In der Den Haager Ausstellung, einer überfälligen Korrektur männlich dominierter Wahrnehmung, ist ein breites Spektrum an Fotos zu sehen, von Porträts, Alltagsszenen (Tokuko Ushioda, geboren 1940), abstrakten Farbkompositionen (Eiko Yamazawa, 1899–1995) über Collagen (Toshiko Okanoue, geboren 1928) bis zu Dokumentarfotos subjektiver wie politaktivistischer Natur.

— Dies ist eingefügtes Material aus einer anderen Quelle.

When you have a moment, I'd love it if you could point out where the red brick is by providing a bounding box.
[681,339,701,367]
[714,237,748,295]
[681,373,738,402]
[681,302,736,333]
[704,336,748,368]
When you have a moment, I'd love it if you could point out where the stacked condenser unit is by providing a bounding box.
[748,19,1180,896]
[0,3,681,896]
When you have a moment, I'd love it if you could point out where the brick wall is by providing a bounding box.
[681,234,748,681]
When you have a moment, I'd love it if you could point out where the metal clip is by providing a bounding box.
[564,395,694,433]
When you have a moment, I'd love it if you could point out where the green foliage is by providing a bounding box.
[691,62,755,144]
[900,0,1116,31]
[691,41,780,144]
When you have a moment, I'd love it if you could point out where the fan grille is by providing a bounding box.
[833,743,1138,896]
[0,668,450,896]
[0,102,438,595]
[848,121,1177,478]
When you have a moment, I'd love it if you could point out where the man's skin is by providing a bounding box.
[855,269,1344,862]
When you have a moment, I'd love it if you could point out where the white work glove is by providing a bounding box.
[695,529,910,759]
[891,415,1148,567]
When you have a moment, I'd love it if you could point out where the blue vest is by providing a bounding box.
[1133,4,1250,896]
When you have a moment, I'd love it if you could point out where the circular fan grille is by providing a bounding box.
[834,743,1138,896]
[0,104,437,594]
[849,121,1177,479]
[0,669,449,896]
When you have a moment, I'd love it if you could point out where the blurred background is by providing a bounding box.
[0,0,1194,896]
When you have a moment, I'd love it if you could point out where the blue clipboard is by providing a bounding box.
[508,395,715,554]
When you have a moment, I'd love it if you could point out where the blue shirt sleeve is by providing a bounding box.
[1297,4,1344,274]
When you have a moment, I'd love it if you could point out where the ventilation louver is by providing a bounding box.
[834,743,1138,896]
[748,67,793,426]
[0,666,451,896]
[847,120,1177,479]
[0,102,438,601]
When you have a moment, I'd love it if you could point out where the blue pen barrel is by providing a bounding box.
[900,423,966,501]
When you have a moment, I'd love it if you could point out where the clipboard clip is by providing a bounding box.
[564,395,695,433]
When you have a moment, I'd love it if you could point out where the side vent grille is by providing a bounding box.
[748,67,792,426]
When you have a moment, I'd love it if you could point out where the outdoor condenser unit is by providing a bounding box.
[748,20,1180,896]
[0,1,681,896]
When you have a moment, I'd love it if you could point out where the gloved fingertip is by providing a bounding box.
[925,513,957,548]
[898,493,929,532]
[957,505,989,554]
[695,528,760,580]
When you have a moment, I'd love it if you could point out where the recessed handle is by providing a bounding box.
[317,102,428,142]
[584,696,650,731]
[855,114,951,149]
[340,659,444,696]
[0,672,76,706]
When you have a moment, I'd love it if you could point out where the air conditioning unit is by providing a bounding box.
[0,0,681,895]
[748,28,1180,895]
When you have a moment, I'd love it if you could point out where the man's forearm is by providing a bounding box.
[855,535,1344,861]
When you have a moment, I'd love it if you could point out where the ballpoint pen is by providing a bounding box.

Toyoko Tokiwa (1930–2019) wandte sich zu einer Zeit der Fotografie zu, als diese noch vor allem eine Männerdomäne war. 1945 wurde ihr Vater bei einem US-amerikanischen Bombenangriff getötet, sein Laden brannte nieder. Tokiwa hielt zunächst allgemein das Leben im Nachkriegsjapan fest, bevor sie sich auf das der japanischen Frauen konzentrierte. Mit ihrem Fotobuch »Kiken na adabana« (Gefährliche, giftige Blumen) widmete sie sich der Frauenarbeit. »Gefährliche, giftige Blumen« ist ein Euphemismus für die Sexarbeiterinnen, die im Rotlichtviertel von Yokohama den in der Nähe stationierten US-Soldaten zu Diensten waren. Ein um 1955 entstandenes Foto, das zu einem Symbol der US-Besatzung, des Zwangs, der Vergewaltigung und Kontrolle wurde, zeigt, wie ein US-Soldat eine junge Japanerin festhält, während ein zweiter Soldat seinen Blick abwendet.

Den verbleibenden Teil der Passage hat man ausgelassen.